President Joe Biden has a huge recruitment problem in the United States military.
To encourage more people to join the Air Force, military officials secretly increased the maximum age of registration from 39 to 42 last month.
The new age criteria in the Air Force and Space Force apply to both officer and enlisted ranks.
“The Air Force made this change to align with [Department of Defense] policy,” Leslie Brown, the chief of public affairs for the Air Force Recruiting Service, told Military.com on Oct. 26.
“This opens the aperture to allow more Americans the opportunity to serve,” she continued.
“The accession age of 42 allows an Airman or Guardian to serve a full 20 years, since the retirement age is 62,” Brown said.

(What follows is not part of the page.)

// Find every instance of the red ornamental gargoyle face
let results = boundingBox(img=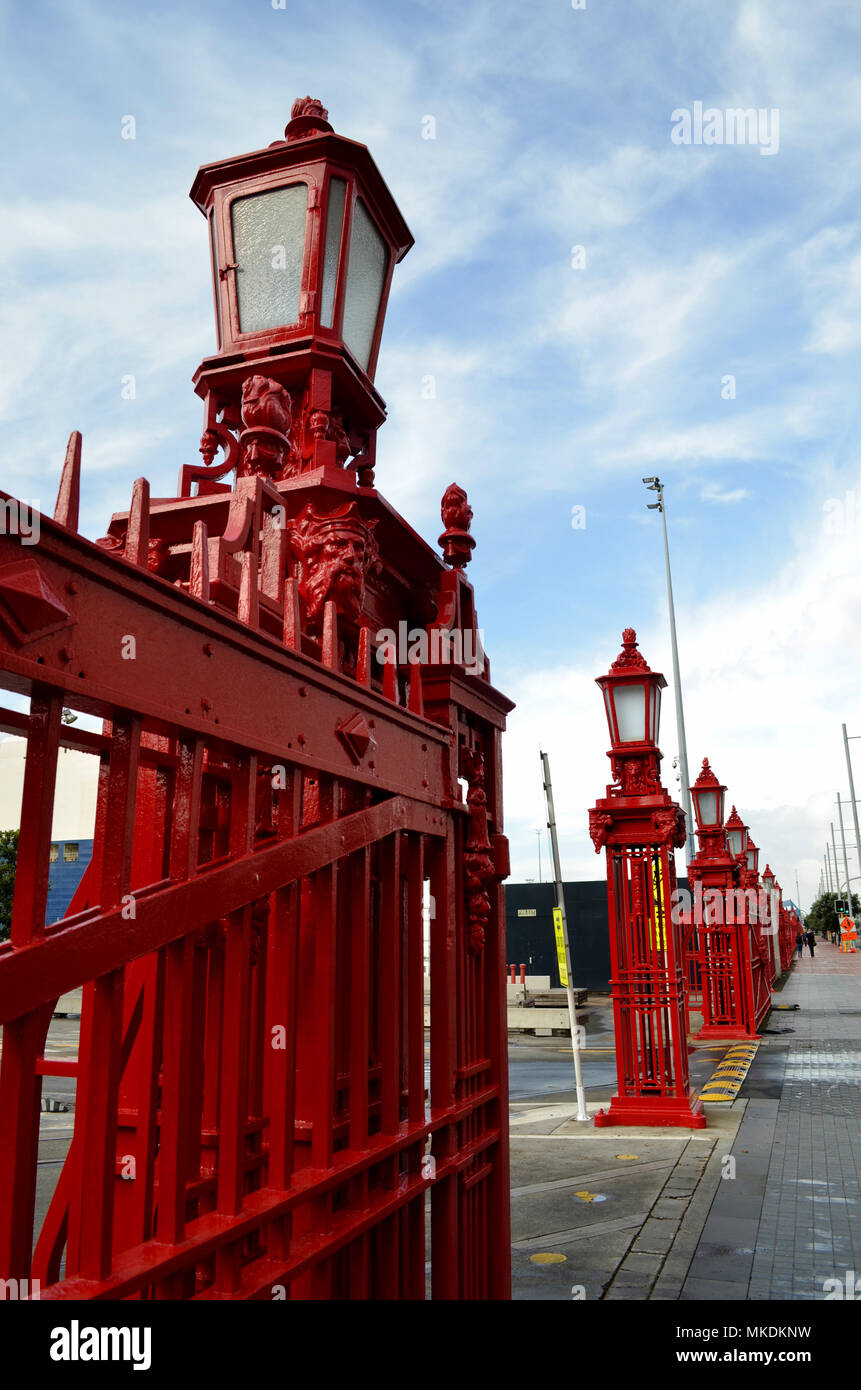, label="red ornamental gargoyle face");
[440,482,473,531]
[292,505,377,626]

According to Air Force officials, the shift will result in the enrollment of around 50 recruits per year, as well as the option to re-enlist individuals who were forced to retire.

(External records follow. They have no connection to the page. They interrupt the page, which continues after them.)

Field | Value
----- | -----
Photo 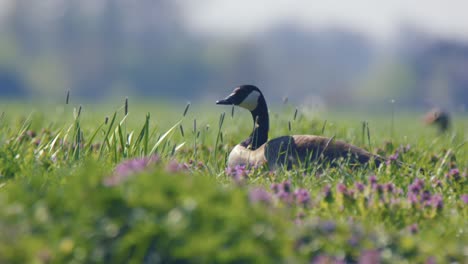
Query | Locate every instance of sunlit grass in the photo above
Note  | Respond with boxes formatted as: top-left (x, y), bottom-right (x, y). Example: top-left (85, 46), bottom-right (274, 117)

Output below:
top-left (0, 98), bottom-right (468, 263)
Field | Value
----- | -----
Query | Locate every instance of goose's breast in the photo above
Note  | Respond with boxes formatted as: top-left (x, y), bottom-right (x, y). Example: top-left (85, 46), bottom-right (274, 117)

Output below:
top-left (228, 145), bottom-right (265, 168)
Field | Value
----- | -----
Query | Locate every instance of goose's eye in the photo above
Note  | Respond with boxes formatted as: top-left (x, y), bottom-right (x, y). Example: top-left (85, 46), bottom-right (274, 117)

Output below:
top-left (239, 91), bottom-right (260, 111)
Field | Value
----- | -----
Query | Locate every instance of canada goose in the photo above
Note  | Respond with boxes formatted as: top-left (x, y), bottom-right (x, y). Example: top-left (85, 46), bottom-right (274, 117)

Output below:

“AFRS recently discharged 12 members from the delayed entry program who ‘aged out’ due to the processing timeline,” Brown said.
“Recruiters will be contacting them and others who may have left processing due to age,” she said.
The new rules take effect roughly a month after the Air Force revealed that it had fallen short of its active-duty recruitment targets for the first time in more than two decades.
The Army, Air Force, and Navy all fell short of their fiscal 2023 recruitment targets.
Other military organizations have adopted the Air Force’s new plan, including the Navy, which raised its maximum enlistment age from 39 to 41 in November 2022.
Navy officials admitted the change was made to “widen the pool of potential recruits, creating opportunities for personnel who wish to serve, but were previously unable due to age,” USNI News reported at the time.
The United States military’s recruitment issues are linked to diminishing interest and suitability for service within the critical age range for enlistment.
According to a 2020 study, about 77 percent of Americans aged 17 to 24 would be ineligible for duty without special exemptions. According to the survey, 11% of this age group would be rejected merely based on their weight.
Meanwhile, conservatives argue that the military’s recruiting problems are the product of an institutional push toward liberalism.
According to the Ronald Reagan Presidential Foundation’s 2022 National Defense Survey, only 48% of participants have great trust and confidence in the military, a 22% fall from 2018.
In June, a Gallup poll indicated that American public trust in the military had plummeted to its lowest level in more than 25 years.